Oggi eravamo in viaggio per incontrare i centenari di Ogimi. In questo paese con quasi 3.000 abitanti ci sono 900 persone di questa et . Questa volta tutti gli specchietti...


Pubblicato: 08.09.2018
Ho perso completamente la cognizione del tempo. Ieri siamo partiti per Dsseldorf alle 17:30 e poi alle 20:00 siamo proseguiti per Tokyo. Era quindi buio prima di imbarcarci sul volo di lungo raggio. Abbiamo sorvolato l'intero impero russo da ovest a est. A un certo punto, all'altezza di Ekaterinburg, è tornato a fare giorno e c'è stata una fase di luce diurna molto breve. Alla partenza da Tokyo per Okinawa era già di nuovo buio.

In seguito a un aumento del rischio di virus, abbiamo imitato i giapponesi. Dietro di noi c'era una coppia che ha starnutito almeno 30 volte f927.

Alle nove e mezza di sera (ora locale) siamo finalmente arrivati in hotel. Quindi un sacco di notte artificiale per il bioritmo, poco sonno e un totale di 16 ore di volo.
Poiché non c'era niente da mangiare sul volo da Tokyo a Okinawa, nonostante la stanchezza ci siamo dovuti mettere alla ricerca di un ristorante e abbiamo trovato un piccolo ristorante molto tipico nelle vicinanze. La padrona parlava poco inglese, la cuoca nemmeno, il menù era esclusivamente in giapponese con alcune foto sfocate di alcuni piatti e così abbiamo ordinato coraggiosamente con mani e piedi.

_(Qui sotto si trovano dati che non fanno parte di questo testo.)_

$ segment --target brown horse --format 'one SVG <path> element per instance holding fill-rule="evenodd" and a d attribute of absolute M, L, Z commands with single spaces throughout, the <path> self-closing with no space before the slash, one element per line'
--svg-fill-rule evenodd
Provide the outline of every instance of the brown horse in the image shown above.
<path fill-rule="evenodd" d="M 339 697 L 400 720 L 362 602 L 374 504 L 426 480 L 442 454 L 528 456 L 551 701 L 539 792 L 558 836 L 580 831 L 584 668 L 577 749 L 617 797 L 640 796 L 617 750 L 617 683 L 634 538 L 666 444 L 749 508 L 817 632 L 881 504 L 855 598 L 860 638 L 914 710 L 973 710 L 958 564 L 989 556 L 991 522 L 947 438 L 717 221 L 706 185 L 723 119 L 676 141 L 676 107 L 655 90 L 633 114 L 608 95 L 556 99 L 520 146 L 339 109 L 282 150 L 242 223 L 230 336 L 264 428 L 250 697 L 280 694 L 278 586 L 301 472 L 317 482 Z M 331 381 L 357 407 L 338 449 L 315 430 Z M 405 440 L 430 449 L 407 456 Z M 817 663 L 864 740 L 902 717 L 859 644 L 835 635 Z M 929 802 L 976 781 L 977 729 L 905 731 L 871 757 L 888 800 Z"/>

Alla fine abbiamo mangiato divinamente! C'era un pesce intero e piccolo grigliato (mangiarlo con le bacchette è una prova!), insalata di avocado con sashimi di tonno e il cosiddetto 'riso Tacco', una specialità di Okinawa. Devi cercare la ricetta su 'Gockel'.

Adesso devo però dormire. Domani sarà emozionante. Dobbiamo ritirare l'auto a noleggio e trovare la casa per le vacanze.